Page 33 of The Holy


  He gave Tim a helpless shrug and they went downstairs to dinner. Over coffee, he asked the waitress if she’d ever heard of Morningstar Path.

  She shook her head. “Not that that means much,” she said. “There are lots of roads around here I don’t know. I’ve only been in Taos a year.” He asked where she was from and smiled when she told him Bloomington, Indiana—less than a hundred miles from Runnell.

  A few minutes later a wiry man dressed like a thirties gangster sauntered over to their table. He had a smug, foxy face and a mop of brick-red hair that looked like you’d need a curry comb to get through it. He didn’t introduce himself, but Ellen had known him as Nick Wolf.

  Howard distrusted him on sight.

  “Hey,” he said breezily, “I heard you asking the girl about Morningstar Path.”

  “That’s right,” Howard said.

  “Yeah, well, I know where it is.”

  “Do you?”

  The skepticism in Howard’s voice seemed to disconcert him, and he glanced at the two of them uneasily before answering. “Yeah, well, I do.”

  Howard gazed at him coldly, and Tim decided to take a hand. “Could you give us directions? Or draw us a map?”

  “Yeah! Yeah!” the man said enthusiastically. “That’s what I was gonna say! I could draw you a map! All right if I sit down?”

  “Sit down,” Tim told him, ignoring Howard’s disapproving look.

  He took out a ballpoint pen, turned over a place mat, and hesitated. “You’re not thinking of going out there tonight, though, are you?”

  “Why not?” Howard inquired aggressively.

  The man chuckled. “ ’Cause you’d lose your ass out there in the dark, that’s why.”

  “Could you find it in the dark?”

  “Well … sure, man. I know the road.”

  Howard gave him an ingenuous smile. “Then maybe we don’t need a map. Maybe you could show us the way.”
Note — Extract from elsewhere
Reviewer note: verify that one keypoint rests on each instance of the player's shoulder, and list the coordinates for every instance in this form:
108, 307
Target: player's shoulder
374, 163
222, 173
  The man stared at him, his face suddenly the color of old putty. “Hey, man, you’re being unfriendly.” The idea seemed to inflame him, and he bared his teeth. “I don’t like people being unfriendly around me.”

  Howard nodded, his curiosity satisfied. “I’m sorry. I didn’t realize it would be such an imposition. We’d appreciate the map, though.”

  “Oh sure, sure,” Wolf said, at once turning his attention to the place mat. “Okay. Here is where we are. This is Kit Carson Road. You gotta go back to the stoplight and turn left onto the Santa Fe Road. That’ll take you right out of town. The tricky part starts about three miles later when you turn off the highway here.” He went on to describe each branching of the road as he sketched it in. “When you get onto Morningstar—there ain’t no sign or nothing—you can’t miss, because the road ends right at the house,” he finished up.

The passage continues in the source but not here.